Camping near to Carlos's old ticket office in the Lidl car park has now been stopped.

There is a specific place (very close and still as safe) to park. There is a map displayed at Carlos's old office adj to Lidl and at his new one located here:
http://www.viajesnormandie.net/situacion-agencia-viajes-algeciras.htm

To find it, is very simple:
When you get to Lidl you will see Mercadona. At the far end of Mercadona, (thats towards Malaga), a clear floodlite area has been set aside.


----------



## tonka (Apr 24, 2006)

Thanks on update.. I had heard this elsewhere..
There can be a lot of van on that lidl carpark, we campers must bring in a fair amount of business. Sound's like they are taking some notice by allocating an area..


----------



## peejay (May 10, 2005)

Thanks for that, it was only a matter of time.

A quote from our travel log from Feb this year...

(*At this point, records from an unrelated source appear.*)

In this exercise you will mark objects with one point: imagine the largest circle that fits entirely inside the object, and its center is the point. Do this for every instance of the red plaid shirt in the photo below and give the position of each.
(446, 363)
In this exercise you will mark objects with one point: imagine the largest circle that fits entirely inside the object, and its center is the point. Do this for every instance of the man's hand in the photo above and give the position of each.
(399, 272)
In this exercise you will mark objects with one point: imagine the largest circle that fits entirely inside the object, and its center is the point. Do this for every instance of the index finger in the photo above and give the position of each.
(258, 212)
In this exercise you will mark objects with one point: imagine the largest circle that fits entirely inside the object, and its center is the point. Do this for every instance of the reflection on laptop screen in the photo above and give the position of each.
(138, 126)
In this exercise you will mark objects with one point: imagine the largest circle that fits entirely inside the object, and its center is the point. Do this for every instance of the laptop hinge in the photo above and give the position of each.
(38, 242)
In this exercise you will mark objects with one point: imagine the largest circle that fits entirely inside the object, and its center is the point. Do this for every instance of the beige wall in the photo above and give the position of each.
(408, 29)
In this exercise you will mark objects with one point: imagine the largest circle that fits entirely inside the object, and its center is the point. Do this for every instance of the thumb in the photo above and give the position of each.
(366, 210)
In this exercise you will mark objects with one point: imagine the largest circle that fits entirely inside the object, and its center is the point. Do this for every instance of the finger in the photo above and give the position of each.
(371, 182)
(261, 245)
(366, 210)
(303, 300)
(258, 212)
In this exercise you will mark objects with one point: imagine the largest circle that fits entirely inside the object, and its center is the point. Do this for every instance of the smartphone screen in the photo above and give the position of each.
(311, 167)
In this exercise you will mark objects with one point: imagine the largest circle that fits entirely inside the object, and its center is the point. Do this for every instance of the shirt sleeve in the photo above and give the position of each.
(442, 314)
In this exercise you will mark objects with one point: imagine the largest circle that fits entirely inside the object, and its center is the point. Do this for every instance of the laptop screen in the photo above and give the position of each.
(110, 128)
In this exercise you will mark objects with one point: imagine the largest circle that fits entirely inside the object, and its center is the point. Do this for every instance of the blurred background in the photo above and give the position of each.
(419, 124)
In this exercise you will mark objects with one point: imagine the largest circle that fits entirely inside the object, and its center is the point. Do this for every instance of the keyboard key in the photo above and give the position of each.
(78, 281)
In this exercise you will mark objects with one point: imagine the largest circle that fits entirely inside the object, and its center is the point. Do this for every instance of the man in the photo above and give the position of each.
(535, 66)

_"Counting the motorhomes arriving, and they came, and they came, I stopped counting at 75, parked around Lidls and where we were parked outside Leroy Merlin. 
I'm not sure if this happens every night but surely they won't be allowing this for much longer. McDonalds were doing a roaring trade though!"_

Pete


----------



## taz (Sep 28, 2005)

We pulled into Lidl 3 weeks ago and Carlos rushed over to tell us to move to the new parking. Very big level site and felt very safe. 
Plenty of space and easy access for even the biggest vans.
Sally

PS Does Carlos always shout alot??!!


----------



## grouch (Oct 1, 2005)

Quite funny really. When we went to Morocco in 2006, motorhomes could not even park in the Mercadonna to shop!!


----------



## peejay (May 10, 2005)

AFAIK there are no motorhome facilities near to Carlos's office. 
If it helps anyone there is a free aire about 15kms away at Castellar De La Frontera. 
It has a good free service point inc water if you need to service your motorhome before/after your trip.

N36.28336 W5.42135

Pete


----------